Less attention is paid to the fact that underpinning Xi’s wider conceptual, institutional and organizational security approaches is his ideology. He has spelled out very precisely through writings and speeches his vision for China. True to Marxist-Leninist theory, he advocates a more equal society and a stronger state in the economy.
The implementation of this state presence did not take long to come into action, as Western companies in China also came to experience. The core of this worldview, however, is the materialist dialectic, which understands reality as a constant struggle of opposing poles – autocracy versus democracy, capitalism versus socialism: a struggle that can only be won through the leap-frog transition from quantity to quality, as the corresponding canon of writings puts it.
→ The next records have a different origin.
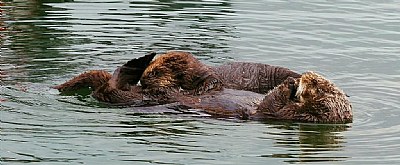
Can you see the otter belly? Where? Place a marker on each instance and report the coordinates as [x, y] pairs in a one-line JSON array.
[[229, 100]]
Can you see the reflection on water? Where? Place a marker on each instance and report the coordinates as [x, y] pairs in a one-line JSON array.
[[44, 43], [309, 142]]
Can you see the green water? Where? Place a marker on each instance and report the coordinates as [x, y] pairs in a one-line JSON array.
[[44, 43]]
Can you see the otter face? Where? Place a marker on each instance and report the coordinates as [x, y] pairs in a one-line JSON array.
[[312, 86], [321, 100], [310, 98]]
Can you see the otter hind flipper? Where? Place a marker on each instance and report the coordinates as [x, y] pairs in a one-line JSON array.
[[130, 72]]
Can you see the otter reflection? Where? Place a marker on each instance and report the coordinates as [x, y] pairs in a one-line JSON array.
[[309, 142]]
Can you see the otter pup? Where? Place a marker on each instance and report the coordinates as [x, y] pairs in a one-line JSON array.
[[309, 98]]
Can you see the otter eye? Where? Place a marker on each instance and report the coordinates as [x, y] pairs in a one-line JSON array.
[[314, 82]]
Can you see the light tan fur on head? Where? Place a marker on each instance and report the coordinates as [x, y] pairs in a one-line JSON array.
[[312, 86], [316, 99]]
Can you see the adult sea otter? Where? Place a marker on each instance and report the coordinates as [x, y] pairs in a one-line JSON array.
[[179, 77]]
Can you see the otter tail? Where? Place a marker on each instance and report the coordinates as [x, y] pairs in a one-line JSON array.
[[93, 79]]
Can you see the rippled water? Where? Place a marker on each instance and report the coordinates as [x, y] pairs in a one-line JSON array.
[[353, 43]]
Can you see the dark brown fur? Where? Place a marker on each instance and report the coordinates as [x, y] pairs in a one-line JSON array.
[[179, 77], [177, 71], [255, 77]]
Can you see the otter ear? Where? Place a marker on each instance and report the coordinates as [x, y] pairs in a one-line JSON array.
[[131, 71]]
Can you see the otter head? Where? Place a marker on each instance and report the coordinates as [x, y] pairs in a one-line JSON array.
[[309, 98], [321, 100]]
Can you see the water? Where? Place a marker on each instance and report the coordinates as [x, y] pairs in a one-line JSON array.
[[353, 43]]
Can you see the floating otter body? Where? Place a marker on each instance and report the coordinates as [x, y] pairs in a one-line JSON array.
[[179, 77]]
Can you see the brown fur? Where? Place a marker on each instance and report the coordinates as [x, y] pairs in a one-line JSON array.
[[316, 100], [255, 77], [177, 71], [179, 77]]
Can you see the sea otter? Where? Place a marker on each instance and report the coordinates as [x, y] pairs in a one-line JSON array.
[[308, 97]]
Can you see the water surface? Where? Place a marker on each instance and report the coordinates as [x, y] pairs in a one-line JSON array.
[[353, 43]]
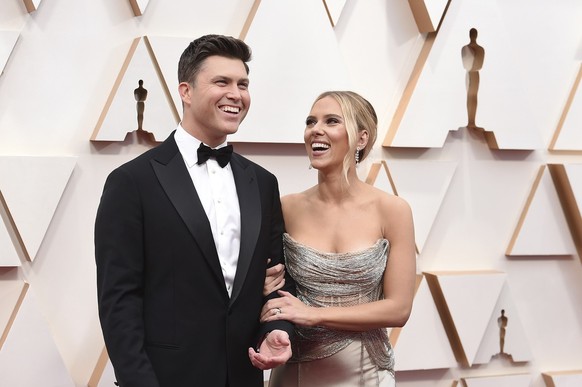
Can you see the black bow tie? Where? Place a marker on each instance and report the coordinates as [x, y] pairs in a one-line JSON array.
[[222, 155]]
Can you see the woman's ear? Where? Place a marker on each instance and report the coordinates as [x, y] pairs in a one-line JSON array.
[[362, 138]]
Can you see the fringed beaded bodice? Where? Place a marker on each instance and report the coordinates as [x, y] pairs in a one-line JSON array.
[[338, 279]]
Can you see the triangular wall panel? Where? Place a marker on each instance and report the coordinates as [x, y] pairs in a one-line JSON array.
[[466, 301], [167, 51], [542, 228], [424, 186], [379, 177], [425, 330], [440, 74], [120, 117], [428, 13], [138, 6], [505, 317], [31, 188], [563, 378], [29, 356], [11, 295], [567, 179], [334, 9], [300, 38], [567, 136], [8, 40]]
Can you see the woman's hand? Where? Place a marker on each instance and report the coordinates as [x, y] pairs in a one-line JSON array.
[[289, 308], [275, 278]]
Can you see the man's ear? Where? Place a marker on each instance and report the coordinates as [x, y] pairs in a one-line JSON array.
[[184, 88]]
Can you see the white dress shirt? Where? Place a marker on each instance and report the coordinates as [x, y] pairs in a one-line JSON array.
[[217, 192]]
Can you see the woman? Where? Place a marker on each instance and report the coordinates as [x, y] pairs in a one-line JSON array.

From strength to superiority
My interpretation is that China’s increasing economic, technological and military competitiveness is to turn into sudden superiority – with unclear consequences. Already with Putin, the West fell into its own trap of assessing his possible behavior only through the lens of its cost-benefit logic – and subsequently not expecting an invasion of Ukraine. Under no circumstances should the West make this mistake again. China also does not simply function according to the cost-benefit principle. Xi’s theoretical framework, solidly underpinned and understood as a guideline, dominates the discourse. Conversely, China, for its part, knows our logic very well and knows that the costs of Western economic sanctions would fall back on us to a disproportionately greater extent than those imposed against Russia.
So should we prepare for the worst? As Xi Jinping demanded of his audience at the congress? At least the above mentioned novel spells this as the end – but I don’t want to give away more spoilers at this point. However, things develop, China stands by its conviction that its autocracy is superior and must be safeguarded. We should be just as determined with our liberal democracies.